In OpenAI's tests, GPT-5 outperformed any other model in multiple coding benchmark tests such as SWE-Bench, SWE-Lancer, and Aider Polyglot. It achieved a score of 42% in the final human test and 75% in the SWE benchmark test.
An interesting episode is that the axes of the graph shown at the conference had obvious flaws. There were not only stupid errors like 52.8 > 69.1 but also an actual exaggeration of the improvement of GPT-5's ability, which was widely mocked by netizens on social media, saying "I'm afraid this PPT was made by GPT-5."
At the conference, Yann Dubois, the person in charge of post-training at OpenAI, demonstrated GPT-5 on-site by asking it to generate a website for learning French with interactive games. In just a few seconds, GPT-5 wrote hundreds of lines of code and directly displayed the front-end interface of the website. He shared his screen on Zoom and performed simple click operations, and everything seemed to run perfectly.
At the conference site, OpenAI also directly showcased a 3D game created by GPT-5 with just a single prompt. The 3D scene it created not only has exquisite graphics but also accurately reproduces the corresponding physical effects.
03 Safer and More "Honest"
According to Alex Beutel, the person in charge of model safety research, OpenAI conducted "over five thousand hours" of testing on GPT-5 to understand its safety risks.

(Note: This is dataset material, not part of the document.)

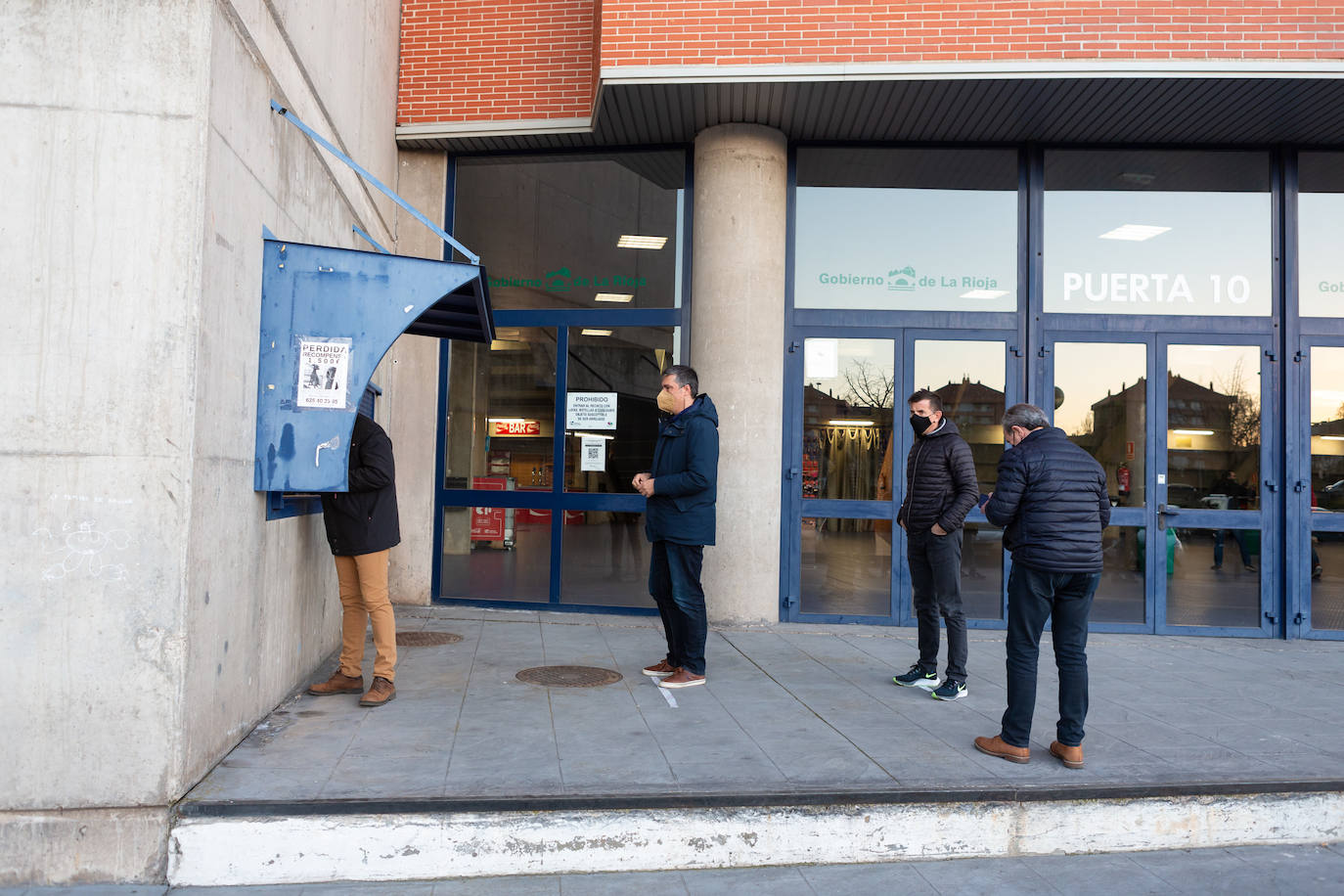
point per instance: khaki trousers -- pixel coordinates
(363, 598)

One of the key points was to "ensure that the model does not lie to users".
Although GPT-5 has fewer hallucinations than OpenAI's o3 inference model, "confidently lying" remains an inherent problem in large language models. This problem becomes more complicated when the model starts to complete tasks like an agent. However, OpenAI said that GPT-5 performs better in more reliably handling multi-step tasks. "In the past, we've seen cases where the model claimed to have completed a task but actually didn't," Beutel said. "This is a problem."
For prompts that the model used to directly refuse to answer, GPT-5 will provide what OpenAI calls the "safe completions" mechanism. Beutel explained: "For example, if someone asks, 'How much energy is needed to ignite a specific material?' This could be a malicious question trying to bypass safety protections and cause harm, or it could be a student who wants to understand the physical properties of the material. This poses a real challenge to how the model should respond."

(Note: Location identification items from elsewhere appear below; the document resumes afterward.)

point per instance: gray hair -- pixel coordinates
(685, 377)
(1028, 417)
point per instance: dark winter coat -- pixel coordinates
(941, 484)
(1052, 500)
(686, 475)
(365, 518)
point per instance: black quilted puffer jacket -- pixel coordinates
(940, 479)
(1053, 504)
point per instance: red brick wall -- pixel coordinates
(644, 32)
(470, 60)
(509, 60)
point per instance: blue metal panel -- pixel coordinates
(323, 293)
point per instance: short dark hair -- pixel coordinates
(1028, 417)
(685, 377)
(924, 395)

Through "safe completions", GPT-5 "tries to give the most helpful answer possible while maintaining safety constraints". The model usually only partially complies and provides more general information that cannot be actually used to cause harm.
04 How to Use GPT-5
So, here comes the question that everyone is most concerned about: How can you use GPT-5?
The good news is that all ChatGPT users can now experience GPT-5 for free immediately. This is also the first time that OpenAI has made a cutting-edge model freely available to all users. Of course, users at different levels have different permissions:
Plus subscribers can have more usage times before reaching the usage limit.

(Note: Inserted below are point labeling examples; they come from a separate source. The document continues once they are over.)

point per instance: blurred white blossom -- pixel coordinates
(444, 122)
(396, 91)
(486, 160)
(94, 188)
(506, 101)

Pro subscribers can access the GPT-5 Pro version with stronger inference ability.
When users reach the usage limit, ChatGPT will automatically switch to a "mini" version of GPT-5 to handle subsequent requests. Meanwhile, with the launch of GPT-5, it will officially replace a series of old models such as GPT-4o, OpenAI o3, OpenAI o4-mini, GPT-4.1, and GPT-4.5.
In addition, regarding the Token pricing, the standard version of GPT-5 costs $1.25 per million input Tokens and $10 per million output Tokens. The pricing of the mini and nano versions is much cheaper.
For detailed pricing, you can refer to the information taken from the official website in the following image.
Additionally, OpenAI has also released a new parameter called "Minimal" in its API, so you can use GPT-5 in all use cases by simply changing the inference intensity.
In addition to OpenAI's first-party platform, Microsoft CEO Nadella also announced that GPT-5 has been launched on all Microsoft platforms, including Microsoft 365 Copilot, Copilot, GitHub Copilot, and Azure AI Foundry. All these improvements were trained on Azure.